Seit Jahren kann man im Internet bereits am Tag des Konzerts das Cover der wenig später erscheinenden CD bewundern – und die Silberscheibe bestellen. Eine Lizenz zum Gelddrucken. Gespannt wartet man in Wien auf die Verkündung des Dirigenten für das Konzert 2021. Nach dem Neujahrskonzert ist vor dem Neujahrskonzert!
von Peter Sommeregger
Als der lettische Stardirigent Andris Nelsons an diesem Neujahrsmorgen 2020 im Goldenen Saal des Wiener Musikvereins den Stab zum Auftakt des traditionellen Neujahrskonzerts der Wiener Philharmoniker hebt, reiht er sich in eine Kette berühmter Vorgänger ein.
Dieses Konzert, inzwischen seit vielen Jahren auch über Rundfunk und Fernsehen weltweit übertragen, hat seinen Ursprung allerdings in einer für Österreich eher dunklen Zeit. Genauer gesagt, der Staat Österreich existierte im Jahr 1939 nach dem „Anschluss“ an Großdeutschland nicht mehr. Dafür tobte seit dem 1. September der Zweite Weltkrieg. Das von Clemens Krauss am 31. Dezember geleitete Konzert wurde zugunsten des Kriegswinterhilfswerks veranstaltet. Ab dem Jahr 1941 fand es dann am 1. Jänner (wie der Österreicher sagt) als Johann-Strauss-Konzert statt. Der Dirigent blieb während der Kriegsjahre Clemens Krauss, dem man nicht zu Unrecht eine große Nähe zu den Nationalsozialisten nachsagte. Diese trug ihm nach dem Krieg ein zweijähriges Berufsverbot ein, am Pult stand an seiner Stelle Joseph Krips, der aus der Emigration zurückgekehrte Dirigent wurde in dieser Zeit auch für die Wiener Oper eine feste Größe.
Bereits 1948 übernahm Clemens Krauss erneut die Leitung dieser Konzerte, die nahtlos von der „Ostmark“ in das wieder erstandene Österreich übernommen wurden.
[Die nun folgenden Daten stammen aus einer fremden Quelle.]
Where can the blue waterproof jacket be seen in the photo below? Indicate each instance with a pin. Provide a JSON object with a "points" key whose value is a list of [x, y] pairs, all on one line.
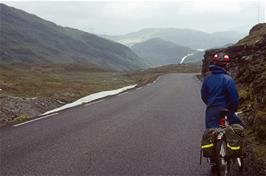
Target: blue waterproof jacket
{"points": [[218, 92]]}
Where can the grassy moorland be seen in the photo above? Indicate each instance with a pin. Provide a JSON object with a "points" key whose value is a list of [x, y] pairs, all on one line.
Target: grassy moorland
{"points": [[73, 81], [28, 90], [63, 82]]}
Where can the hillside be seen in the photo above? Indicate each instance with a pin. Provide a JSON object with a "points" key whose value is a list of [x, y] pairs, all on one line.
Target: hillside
{"points": [[248, 68], [158, 52], [186, 37], [26, 38]]}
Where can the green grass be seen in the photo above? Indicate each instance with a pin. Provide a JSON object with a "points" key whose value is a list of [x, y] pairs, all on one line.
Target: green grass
{"points": [[58, 82], [68, 83], [21, 118]]}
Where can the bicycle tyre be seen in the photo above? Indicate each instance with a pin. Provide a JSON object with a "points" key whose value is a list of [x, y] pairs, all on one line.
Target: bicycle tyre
{"points": [[223, 165]]}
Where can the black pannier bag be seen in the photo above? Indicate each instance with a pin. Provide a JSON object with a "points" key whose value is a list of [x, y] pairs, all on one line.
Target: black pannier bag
{"points": [[234, 140], [208, 142]]}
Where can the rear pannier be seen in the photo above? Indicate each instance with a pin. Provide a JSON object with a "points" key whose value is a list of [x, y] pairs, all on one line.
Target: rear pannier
{"points": [[234, 138], [208, 142]]}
Erst Krauss‘ unerwarteter und früher Tod im Mai 1954 beendete diese Tradition. Die Konzerte wurden schließlich vom damaligen Konzertmeister der Wiener Philharmoniker, Willi Boskovsky übernommen, der zunächst nur als Notlösung zu dieser Ehre kam. Nach dem großen Erfolg des ersten Konzerts unter seiner Leitung blieb er für 25 Jahre der Dirigent an der Spitze „seines“ Orchesters.
Ab dem 1. Jänner 1980 übernahm dann Lorin Maazel für sieben Jahre diese Aufgabe, die ihm besser gelang, als seine kurze, glücklose Direktion der Wiener Staatsoper. Ab 1987 entschloss sich das Orchester, den Dirigenten des Traditionskonzerts jährlich neu zu bestimmen. Herbert von Karajan leitete 1987 ein denkwürdiges Konzert, das erste übrigens, in dem eine Gesangsolistin auftrat: Kathleen Battle sang den „Frühlingstimmen-Walzer“ von Johann Strauss II.
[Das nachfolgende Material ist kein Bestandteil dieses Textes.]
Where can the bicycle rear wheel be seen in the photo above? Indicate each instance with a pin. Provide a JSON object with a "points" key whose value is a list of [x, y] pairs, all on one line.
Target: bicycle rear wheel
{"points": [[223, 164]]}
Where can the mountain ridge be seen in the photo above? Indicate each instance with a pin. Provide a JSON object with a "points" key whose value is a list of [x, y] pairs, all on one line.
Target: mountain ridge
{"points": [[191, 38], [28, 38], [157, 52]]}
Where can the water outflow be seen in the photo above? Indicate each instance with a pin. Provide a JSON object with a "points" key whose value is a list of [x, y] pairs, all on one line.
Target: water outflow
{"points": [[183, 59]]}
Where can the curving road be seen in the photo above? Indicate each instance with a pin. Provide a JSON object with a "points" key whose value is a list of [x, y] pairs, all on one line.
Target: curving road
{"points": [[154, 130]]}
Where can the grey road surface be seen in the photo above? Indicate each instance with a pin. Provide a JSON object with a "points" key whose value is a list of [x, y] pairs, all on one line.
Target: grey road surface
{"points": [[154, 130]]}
In der Folge gab es aber auch immer wieder Dirigenten, die mehrfach eingeladen wurden: so dirigierte Claudio Abbado die Konzerte 1988 und 1991, Carlos Kleiber 1989 und 1992, Zubin Mehta verpflichtete man ganze 5 mal (1990,1995,1998,2007,2015), ebenso Riccardo Muti ( 1993,1997,2000,2004,2018). Lorin Maazel kehrte noch vier mal, nämlich 1994,1996,1999 und 2005 ans Pult zurück. Nicolaus Harnoncourt dirigierte die Konzerte 2001 und 2003, Seiji Ozawa 2002, der kürzlich verstorbene Mariss Jansons in den Jahren 2006,2012 und 2016. 2008 und 2010 stand der Franzose Georges Pretre am Pult, Daniel Barenboim leitete die Konzerte 2009 und 2014, Franz Welser-Möst jene der Jahre 2011 und 2013. In den letzten Jahren dirigierten auch erstmals Gustavo Dudamel (2017) und Christian Thielemann (2019).
Über die Jahre ist zwar das Repertoire dieser Konzerte im Wesentlichen gleich geblieben, aber die Kommerzialisierung dieses „Events“ lässt es allmählich immer stromlinienförmiger erscheinen. Der Rundfunk war von Beginn an dabei, es folgte das schwarz/weiß Fernsehen, abgelöst vom Farbfernsehen, das die Schönheit des berühmten goldenen Konzertsaals um die Welt schickte. Für den Geschmack Vieler verzichtbar, aber eine Konzession an das Medienzeitalter sind die manchmal etwas bemüht wirkenden Ballett-Einblendungen.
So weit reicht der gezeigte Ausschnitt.